Risk-Adjusted Performance

20 of 100

 
Weak
 
Strong
Solid
Compared to the overall equity markets, risk-adjusted returns on investments in CI Financial Corp are ranked lower than 20 (%) of all global equities and portfolios over the last 90 days. In spite of very unfluctuating basic indicators, CI Financial displayed solid returns over the last few months and may actually be approaching a breakup point.
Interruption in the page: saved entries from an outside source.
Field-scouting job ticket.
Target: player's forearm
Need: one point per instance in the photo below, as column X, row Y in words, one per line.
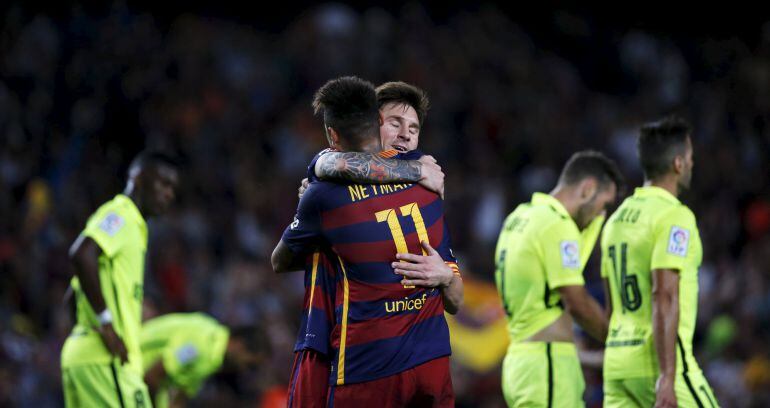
column 585, row 310
column 84, row 256
column 665, row 322
column 367, row 168
column 591, row 317
column 453, row 295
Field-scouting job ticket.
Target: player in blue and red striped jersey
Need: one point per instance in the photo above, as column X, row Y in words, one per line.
column 391, row 340
column 403, row 108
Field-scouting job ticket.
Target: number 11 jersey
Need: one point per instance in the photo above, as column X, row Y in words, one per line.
column 651, row 230
column 381, row 327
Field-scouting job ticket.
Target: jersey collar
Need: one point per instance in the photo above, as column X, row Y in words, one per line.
column 546, row 199
column 654, row 191
column 131, row 208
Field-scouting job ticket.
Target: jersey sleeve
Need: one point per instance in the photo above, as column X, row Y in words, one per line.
column 106, row 228
column 304, row 233
column 606, row 264
column 445, row 249
column 410, row 155
column 588, row 238
column 182, row 360
column 311, row 176
column 673, row 239
column 560, row 244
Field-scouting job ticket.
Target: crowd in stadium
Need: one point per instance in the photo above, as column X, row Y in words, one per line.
column 81, row 94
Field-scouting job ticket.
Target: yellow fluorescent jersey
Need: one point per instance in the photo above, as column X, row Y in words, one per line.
column 539, row 250
column 121, row 232
column 650, row 230
column 191, row 347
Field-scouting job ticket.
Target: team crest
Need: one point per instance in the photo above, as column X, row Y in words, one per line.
column 570, row 255
column 678, row 241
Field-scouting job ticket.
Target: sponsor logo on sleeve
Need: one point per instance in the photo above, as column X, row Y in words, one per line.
column 111, row 224
column 186, row 354
column 678, row 240
column 570, row 255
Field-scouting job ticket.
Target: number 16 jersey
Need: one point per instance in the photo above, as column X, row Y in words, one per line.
column 651, row 230
column 382, row 327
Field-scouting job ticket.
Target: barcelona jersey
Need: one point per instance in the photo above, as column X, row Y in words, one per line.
column 380, row 327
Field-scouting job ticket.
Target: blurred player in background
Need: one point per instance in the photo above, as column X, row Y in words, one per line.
column 403, row 108
column 391, row 340
column 542, row 250
column 101, row 359
column 181, row 350
column 651, row 251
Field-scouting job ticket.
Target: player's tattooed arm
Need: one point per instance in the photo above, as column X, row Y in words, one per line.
column 367, row 168
column 371, row 168
column 283, row 260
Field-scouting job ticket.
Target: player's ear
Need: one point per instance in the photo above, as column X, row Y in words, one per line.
column 588, row 188
column 334, row 136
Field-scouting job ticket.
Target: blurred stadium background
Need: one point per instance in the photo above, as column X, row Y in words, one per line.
column 83, row 88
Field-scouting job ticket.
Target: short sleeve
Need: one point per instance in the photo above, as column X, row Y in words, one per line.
column 561, row 249
column 444, row 249
column 304, row 233
column 588, row 238
column 107, row 228
column 673, row 238
column 606, row 263
column 311, row 176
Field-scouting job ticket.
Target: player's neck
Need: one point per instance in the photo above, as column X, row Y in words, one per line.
column 668, row 183
column 565, row 196
column 130, row 192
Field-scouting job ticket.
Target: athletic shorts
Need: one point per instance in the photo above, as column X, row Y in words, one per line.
column 543, row 374
column 692, row 390
column 104, row 385
column 309, row 381
column 426, row 385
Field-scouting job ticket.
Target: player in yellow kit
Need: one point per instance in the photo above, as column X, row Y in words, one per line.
column 651, row 251
column 101, row 359
column 181, row 350
column 542, row 250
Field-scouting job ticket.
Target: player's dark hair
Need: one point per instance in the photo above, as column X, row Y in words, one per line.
column 590, row 163
column 154, row 158
column 403, row 93
column 659, row 142
column 349, row 106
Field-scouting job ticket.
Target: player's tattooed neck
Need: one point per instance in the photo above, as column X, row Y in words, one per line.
column 368, row 168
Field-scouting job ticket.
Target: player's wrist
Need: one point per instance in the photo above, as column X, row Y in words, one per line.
column 104, row 317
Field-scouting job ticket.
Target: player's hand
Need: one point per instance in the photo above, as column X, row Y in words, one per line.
column 302, row 187
column 423, row 270
column 665, row 396
column 432, row 177
column 113, row 342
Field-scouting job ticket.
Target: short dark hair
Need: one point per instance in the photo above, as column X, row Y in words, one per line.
column 403, row 93
column 154, row 158
column 659, row 142
column 591, row 163
column 349, row 106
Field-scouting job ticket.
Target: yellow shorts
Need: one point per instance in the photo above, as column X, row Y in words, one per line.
column 104, row 385
column 540, row 374
column 692, row 390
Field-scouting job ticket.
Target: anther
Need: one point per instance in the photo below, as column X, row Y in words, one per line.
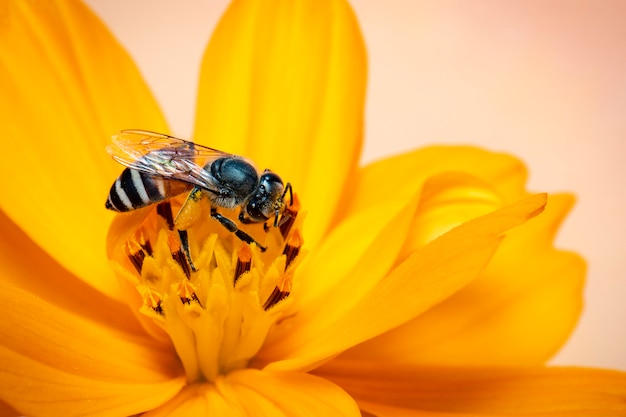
column 244, row 262
column 186, row 293
column 164, row 209
column 136, row 254
column 178, row 255
column 292, row 247
column 279, row 293
column 154, row 301
column 289, row 216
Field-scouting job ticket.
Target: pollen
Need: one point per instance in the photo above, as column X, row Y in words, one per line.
column 219, row 310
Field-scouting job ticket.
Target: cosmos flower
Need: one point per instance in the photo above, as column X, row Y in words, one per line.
column 423, row 284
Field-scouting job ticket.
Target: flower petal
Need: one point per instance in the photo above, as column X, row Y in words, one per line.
column 250, row 392
column 426, row 278
column 67, row 87
column 448, row 200
column 386, row 390
column 57, row 363
column 284, row 83
column 525, row 305
column 350, row 264
column 409, row 171
column 25, row 265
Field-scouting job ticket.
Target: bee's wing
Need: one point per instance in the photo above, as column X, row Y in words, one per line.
column 164, row 156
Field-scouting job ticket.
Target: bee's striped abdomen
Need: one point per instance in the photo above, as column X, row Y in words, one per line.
column 133, row 190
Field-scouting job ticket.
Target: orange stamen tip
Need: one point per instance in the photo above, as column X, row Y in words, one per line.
column 186, row 292
column 153, row 300
column 244, row 254
column 285, row 283
column 295, row 239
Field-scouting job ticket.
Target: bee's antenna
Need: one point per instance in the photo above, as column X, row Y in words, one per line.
column 288, row 188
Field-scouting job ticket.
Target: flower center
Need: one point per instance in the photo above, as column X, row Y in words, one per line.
column 217, row 309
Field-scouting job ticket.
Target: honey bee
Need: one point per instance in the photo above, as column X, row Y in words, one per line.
column 160, row 166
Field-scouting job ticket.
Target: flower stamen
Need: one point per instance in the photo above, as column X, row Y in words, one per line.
column 218, row 314
column 289, row 216
column 244, row 262
column 292, row 248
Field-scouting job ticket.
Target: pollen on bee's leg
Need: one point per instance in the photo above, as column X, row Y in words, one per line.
column 244, row 262
column 178, row 254
column 164, row 209
column 291, row 212
column 280, row 292
column 292, row 247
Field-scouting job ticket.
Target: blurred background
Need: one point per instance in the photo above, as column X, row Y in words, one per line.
column 545, row 81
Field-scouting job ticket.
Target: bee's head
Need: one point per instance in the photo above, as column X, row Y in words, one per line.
column 268, row 199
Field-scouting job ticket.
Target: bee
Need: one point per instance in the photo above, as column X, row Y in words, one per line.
column 160, row 166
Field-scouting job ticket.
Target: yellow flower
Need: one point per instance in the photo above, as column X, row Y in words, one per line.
column 414, row 292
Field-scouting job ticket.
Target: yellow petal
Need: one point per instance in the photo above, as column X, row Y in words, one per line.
column 67, row 86
column 349, row 265
column 385, row 390
column 250, row 392
column 56, row 363
column 518, row 312
column 402, row 175
column 7, row 411
column 428, row 277
column 25, row 265
column 283, row 83
column 448, row 200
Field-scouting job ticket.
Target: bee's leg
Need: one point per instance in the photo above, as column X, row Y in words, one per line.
column 184, row 244
column 186, row 216
column 231, row 226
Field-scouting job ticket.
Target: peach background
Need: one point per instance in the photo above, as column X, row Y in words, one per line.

North American and CI Financial Volatility Contrast

   Predicted Return Density   
       Returns  

Pair Trading with North American and CI Financial

The main advantage of trading using opposite North American and CI Financial positions is that it hedges away some unsystematic risk. Because of two separate transactions, even if North American position performs unexpectedly, CI Financial can make up some of the losses. Pair trading also minimizes risk from directional movements in the market. For example, if an entire industry or sector drops because of unexpected headlines, the short position in CI Financial will offset losses from the drop in CI Financial's long position.
The idea behind North American Financial and CI Financial Corp pairs trading is to make the combined position market-neutral, meaning the overall market's direction will not affect its win or loss (or potential downside or upside). This can be achieved by designing a pairs trade with two highly correlated stocks or equities that operate in a similar space or sector, making it possible to obtain profits through simple and relatively low-risk investment.
Check out your portfolio center.
Note that this page's information should be used as a complementary analysis to find the right mix of equity instruments to add to your existing portfolios or create a brand new portfolio. You can also try the Financial Widgets module to easily integrated Macroaxis content with over 30 different plug-and-play financial widgets.